We can see the samples where we sequenced each cell less have a higher overall novelty, that is because we have not started saturating the sequencing for any given gene for these samples. Outlier cells in these samples might be cells that have a less complex RNA species than other cells. Sometimes we can detect contamination with low complexity cell types like red blood cells via this metric. Generally, we expect the novelty score to be above 0.80.

Filtering

Now that we have visualized the various metrics, we can decide on the thresholds to use to remove the low quality cells. Often the recommendations mentioned earlier are a rough guideline, but the specific experiment needs to inform the exact thresholds chosen.

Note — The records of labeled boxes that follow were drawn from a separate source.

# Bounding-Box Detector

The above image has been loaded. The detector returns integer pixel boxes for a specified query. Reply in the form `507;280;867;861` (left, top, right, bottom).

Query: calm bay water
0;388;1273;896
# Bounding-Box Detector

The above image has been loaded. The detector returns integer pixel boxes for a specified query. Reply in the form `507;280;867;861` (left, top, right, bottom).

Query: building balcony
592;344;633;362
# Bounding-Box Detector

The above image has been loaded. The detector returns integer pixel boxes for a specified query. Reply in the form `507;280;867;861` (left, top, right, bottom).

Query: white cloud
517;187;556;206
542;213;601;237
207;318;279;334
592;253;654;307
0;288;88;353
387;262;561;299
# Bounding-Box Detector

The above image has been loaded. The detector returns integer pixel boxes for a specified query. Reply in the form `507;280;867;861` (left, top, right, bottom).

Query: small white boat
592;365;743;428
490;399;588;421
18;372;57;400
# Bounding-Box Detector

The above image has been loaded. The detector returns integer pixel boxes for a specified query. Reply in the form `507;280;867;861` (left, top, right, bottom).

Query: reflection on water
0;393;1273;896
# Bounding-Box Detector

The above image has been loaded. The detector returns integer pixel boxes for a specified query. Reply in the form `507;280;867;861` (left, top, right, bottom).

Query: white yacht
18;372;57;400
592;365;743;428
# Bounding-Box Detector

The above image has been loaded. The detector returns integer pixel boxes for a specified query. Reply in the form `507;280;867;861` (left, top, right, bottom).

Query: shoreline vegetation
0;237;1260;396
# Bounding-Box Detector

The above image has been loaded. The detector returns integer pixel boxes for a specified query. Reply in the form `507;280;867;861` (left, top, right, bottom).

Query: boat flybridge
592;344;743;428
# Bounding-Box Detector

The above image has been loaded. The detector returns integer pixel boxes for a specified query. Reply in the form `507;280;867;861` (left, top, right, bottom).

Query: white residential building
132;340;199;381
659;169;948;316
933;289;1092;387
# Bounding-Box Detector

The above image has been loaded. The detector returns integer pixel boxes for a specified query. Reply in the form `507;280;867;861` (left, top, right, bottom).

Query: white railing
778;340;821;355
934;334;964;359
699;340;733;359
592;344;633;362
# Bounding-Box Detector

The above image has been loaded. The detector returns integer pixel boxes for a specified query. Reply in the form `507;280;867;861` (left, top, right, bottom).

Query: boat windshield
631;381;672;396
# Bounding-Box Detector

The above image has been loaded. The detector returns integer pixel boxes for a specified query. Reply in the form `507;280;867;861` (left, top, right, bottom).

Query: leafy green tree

NOTE: Non-droplet-based methods will have differing expectations for these metrics. For example, SMART-seq will return higher numbers of genes, but lower numbers of cells. SMART-seq methods will also not have UMIs present, so many of the metrics would not be used.

In addition to filtering the cells, we also filter to remove lowly expressed genes. Generally, we only keep genes that are expressed (counts > 0) in at least 10 cells.

After performing the filtering, it's recommended to look back over the metrics to make sure that your data matches your expectations and is good for downstream analysis.

We will use this filtered count matrix for clustering our cells downstream, so it's important to remove any junk prior to this process.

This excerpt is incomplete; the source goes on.